Ma Ailun, the 23-year-old Chinese woman who was killed via electric shock when answering a call on her iPhone last week, was most likely using an unauthorized third party charger, reports the South China Morning Post.
Knockoff chargers often use low cost supplies and fail to meet standards for the adequate isolation of electrical input and output, making them more dangerous than brand name chargers that are subject to safety regulations.
The alleged phone and charger that were in use during the incident.
According to Xiang Ligang, a telecommunications expert interviewed by CCTV, the charger Ma had been using may have been a "knockoff" - a fake.

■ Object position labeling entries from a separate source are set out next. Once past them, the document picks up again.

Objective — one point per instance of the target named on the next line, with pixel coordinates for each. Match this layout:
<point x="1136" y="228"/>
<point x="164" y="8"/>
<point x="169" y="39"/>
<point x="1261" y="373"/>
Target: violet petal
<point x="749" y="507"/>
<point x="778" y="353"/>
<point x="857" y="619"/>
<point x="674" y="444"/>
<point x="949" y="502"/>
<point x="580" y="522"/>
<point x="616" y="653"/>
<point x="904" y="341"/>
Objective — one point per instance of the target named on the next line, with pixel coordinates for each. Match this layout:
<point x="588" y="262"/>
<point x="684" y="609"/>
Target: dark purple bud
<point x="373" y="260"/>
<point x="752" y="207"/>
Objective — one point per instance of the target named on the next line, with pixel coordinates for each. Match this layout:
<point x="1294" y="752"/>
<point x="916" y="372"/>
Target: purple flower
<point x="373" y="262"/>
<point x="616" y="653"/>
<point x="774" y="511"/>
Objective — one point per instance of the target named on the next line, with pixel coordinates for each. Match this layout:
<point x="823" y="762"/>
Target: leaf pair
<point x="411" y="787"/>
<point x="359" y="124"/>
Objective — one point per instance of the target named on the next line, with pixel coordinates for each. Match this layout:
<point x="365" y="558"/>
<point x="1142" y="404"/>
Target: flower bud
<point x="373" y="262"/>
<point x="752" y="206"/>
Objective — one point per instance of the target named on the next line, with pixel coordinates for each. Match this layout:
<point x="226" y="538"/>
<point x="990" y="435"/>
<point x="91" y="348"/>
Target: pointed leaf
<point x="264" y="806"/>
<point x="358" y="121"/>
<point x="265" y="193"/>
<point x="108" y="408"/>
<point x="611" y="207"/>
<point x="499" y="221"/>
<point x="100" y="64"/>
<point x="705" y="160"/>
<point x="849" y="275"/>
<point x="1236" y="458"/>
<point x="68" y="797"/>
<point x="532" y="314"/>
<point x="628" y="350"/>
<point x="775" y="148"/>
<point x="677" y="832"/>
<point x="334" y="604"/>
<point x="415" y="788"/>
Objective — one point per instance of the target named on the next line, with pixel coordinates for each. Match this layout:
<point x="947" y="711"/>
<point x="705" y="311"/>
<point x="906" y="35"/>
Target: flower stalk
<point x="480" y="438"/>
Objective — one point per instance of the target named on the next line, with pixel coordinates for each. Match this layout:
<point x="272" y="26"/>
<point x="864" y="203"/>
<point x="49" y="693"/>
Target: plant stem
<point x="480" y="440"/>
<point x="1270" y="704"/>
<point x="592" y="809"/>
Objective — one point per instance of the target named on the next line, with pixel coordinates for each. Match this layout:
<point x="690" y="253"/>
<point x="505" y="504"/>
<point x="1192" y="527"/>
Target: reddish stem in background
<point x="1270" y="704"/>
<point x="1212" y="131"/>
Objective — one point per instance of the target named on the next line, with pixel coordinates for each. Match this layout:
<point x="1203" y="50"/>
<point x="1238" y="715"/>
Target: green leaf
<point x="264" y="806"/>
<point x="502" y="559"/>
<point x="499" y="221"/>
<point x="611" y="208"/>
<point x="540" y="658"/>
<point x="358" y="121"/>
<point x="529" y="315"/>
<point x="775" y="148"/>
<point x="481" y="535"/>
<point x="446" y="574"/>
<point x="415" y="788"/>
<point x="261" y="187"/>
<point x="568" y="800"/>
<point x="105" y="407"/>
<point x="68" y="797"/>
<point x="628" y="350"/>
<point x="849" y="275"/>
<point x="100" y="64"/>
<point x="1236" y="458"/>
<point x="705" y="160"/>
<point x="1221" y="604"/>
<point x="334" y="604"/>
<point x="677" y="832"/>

"Knockoff chargers sometimes cut corners," Xiang said. "The quality of the capacitor and circuit protector may not be good, and this may lead to the capacitor breaking down and sending 220 volts of electricity directly into the cell phone battery."

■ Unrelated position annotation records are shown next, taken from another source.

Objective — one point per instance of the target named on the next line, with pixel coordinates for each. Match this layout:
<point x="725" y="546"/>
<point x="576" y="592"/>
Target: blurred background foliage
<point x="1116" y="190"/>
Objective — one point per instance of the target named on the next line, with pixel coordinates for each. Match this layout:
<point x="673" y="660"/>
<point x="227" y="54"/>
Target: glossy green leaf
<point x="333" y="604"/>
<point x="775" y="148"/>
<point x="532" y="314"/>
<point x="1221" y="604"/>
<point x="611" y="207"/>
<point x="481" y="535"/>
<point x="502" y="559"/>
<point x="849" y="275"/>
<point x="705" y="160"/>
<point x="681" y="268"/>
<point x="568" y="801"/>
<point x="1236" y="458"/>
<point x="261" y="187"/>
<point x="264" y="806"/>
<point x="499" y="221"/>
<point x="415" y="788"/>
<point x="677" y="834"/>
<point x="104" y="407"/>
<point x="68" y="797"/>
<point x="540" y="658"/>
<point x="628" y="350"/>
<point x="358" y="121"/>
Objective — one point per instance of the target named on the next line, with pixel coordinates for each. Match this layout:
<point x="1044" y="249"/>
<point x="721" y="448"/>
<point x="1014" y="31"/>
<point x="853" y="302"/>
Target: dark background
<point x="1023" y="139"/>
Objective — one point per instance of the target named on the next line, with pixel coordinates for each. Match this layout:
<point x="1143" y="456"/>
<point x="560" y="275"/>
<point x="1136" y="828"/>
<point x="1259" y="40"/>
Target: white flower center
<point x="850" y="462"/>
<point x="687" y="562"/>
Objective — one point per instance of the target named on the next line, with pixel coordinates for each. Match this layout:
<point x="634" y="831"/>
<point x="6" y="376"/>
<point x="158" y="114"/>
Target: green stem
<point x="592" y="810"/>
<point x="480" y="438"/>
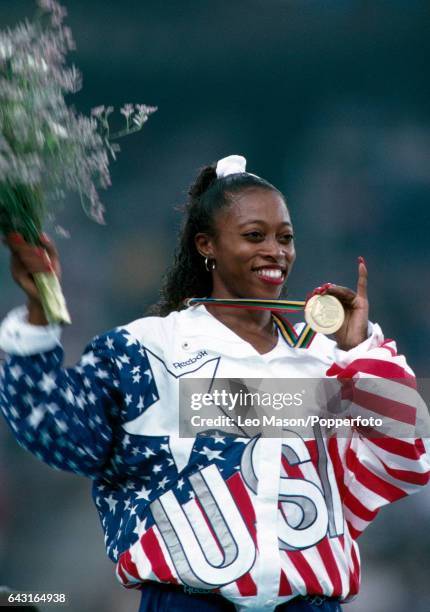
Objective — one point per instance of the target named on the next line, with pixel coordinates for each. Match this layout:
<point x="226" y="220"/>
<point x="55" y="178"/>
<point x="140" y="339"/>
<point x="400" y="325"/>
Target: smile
<point x="274" y="276"/>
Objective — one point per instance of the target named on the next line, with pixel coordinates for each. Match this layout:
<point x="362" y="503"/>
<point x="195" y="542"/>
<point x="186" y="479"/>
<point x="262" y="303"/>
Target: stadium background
<point x="329" y="100"/>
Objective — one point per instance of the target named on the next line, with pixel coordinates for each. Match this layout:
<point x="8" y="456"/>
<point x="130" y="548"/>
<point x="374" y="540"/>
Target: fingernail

The woman was also reportedly using an iPhone 4 at the time of the incident, rather than an iPhone 5 as was originally stated. The iPhone 4 contains stainless steel, while the iPhone 5 is primarily aluminum. It is still unclear what caused the malfunction, as the iPhone 4 apparently remained functional after the incident.

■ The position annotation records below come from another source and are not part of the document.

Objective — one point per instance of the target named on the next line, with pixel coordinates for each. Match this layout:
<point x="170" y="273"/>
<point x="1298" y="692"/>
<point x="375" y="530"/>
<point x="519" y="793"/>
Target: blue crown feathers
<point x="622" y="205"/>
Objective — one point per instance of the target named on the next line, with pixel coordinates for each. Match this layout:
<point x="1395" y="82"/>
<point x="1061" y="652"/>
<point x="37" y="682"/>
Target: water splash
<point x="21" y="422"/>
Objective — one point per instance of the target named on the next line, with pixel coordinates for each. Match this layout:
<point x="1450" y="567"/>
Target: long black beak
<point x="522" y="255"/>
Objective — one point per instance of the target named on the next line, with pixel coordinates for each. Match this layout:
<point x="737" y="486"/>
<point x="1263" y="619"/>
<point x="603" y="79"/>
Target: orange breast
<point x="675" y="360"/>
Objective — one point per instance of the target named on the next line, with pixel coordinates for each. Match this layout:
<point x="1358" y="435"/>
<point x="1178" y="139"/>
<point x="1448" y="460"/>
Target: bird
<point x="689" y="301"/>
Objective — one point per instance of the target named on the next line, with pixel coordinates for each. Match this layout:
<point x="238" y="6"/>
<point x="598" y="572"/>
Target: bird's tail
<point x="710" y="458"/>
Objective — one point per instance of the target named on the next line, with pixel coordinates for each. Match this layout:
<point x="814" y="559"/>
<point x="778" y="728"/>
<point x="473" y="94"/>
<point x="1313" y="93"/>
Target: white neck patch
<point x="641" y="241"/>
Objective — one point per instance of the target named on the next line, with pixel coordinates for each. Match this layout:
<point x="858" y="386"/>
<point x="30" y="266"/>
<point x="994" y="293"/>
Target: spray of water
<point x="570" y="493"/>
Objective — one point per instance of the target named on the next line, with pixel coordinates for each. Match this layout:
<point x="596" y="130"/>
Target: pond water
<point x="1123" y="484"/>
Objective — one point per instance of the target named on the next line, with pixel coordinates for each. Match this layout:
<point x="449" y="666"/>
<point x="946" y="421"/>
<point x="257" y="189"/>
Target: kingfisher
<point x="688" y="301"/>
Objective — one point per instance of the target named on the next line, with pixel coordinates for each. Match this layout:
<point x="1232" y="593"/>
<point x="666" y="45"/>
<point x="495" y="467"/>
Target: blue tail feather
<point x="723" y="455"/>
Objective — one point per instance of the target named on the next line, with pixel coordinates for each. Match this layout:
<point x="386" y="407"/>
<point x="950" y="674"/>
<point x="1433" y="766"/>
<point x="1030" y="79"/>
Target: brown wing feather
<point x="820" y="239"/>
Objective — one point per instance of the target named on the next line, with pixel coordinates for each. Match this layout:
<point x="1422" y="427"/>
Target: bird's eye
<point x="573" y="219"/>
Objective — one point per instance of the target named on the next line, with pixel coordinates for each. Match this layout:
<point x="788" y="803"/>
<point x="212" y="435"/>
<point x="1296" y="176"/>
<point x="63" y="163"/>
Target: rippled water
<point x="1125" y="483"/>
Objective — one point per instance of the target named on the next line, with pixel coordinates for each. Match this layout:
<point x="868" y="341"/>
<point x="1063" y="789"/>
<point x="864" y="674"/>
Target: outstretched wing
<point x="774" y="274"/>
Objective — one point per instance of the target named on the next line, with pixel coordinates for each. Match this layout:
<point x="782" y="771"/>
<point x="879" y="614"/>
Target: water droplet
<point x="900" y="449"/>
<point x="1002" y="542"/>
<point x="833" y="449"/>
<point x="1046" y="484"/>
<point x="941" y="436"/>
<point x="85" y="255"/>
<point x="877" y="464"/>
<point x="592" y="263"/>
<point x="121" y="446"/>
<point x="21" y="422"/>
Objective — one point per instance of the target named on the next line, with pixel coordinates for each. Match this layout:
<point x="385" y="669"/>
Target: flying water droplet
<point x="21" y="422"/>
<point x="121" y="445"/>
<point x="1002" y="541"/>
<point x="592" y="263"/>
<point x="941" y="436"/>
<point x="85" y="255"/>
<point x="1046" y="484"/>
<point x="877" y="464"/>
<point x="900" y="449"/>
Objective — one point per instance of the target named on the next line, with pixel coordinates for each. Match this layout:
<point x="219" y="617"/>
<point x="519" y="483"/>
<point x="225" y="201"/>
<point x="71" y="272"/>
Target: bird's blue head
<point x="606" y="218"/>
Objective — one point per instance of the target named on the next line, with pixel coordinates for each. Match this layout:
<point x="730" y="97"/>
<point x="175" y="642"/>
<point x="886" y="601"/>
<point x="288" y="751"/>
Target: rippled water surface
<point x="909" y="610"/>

Xiang said that normally, the electric current from an overloaded charger would overheat the phone’s casing, damaging the circuits inside and rendering the device unusable. In the case of Ma’s iPhone 4, however, authorities said the phone could still be started normally despite severe traces of burning on its exterior. The phone’s data cable, charger, and plug were all intact.
A police investigation into the incident is underway, and Apple has pledged to look into the accident. "We are deeply saddened to learn of this tragic incident," said an Apple spokeswoman. "We will fully investigate and co-operate with the authorities in this matter."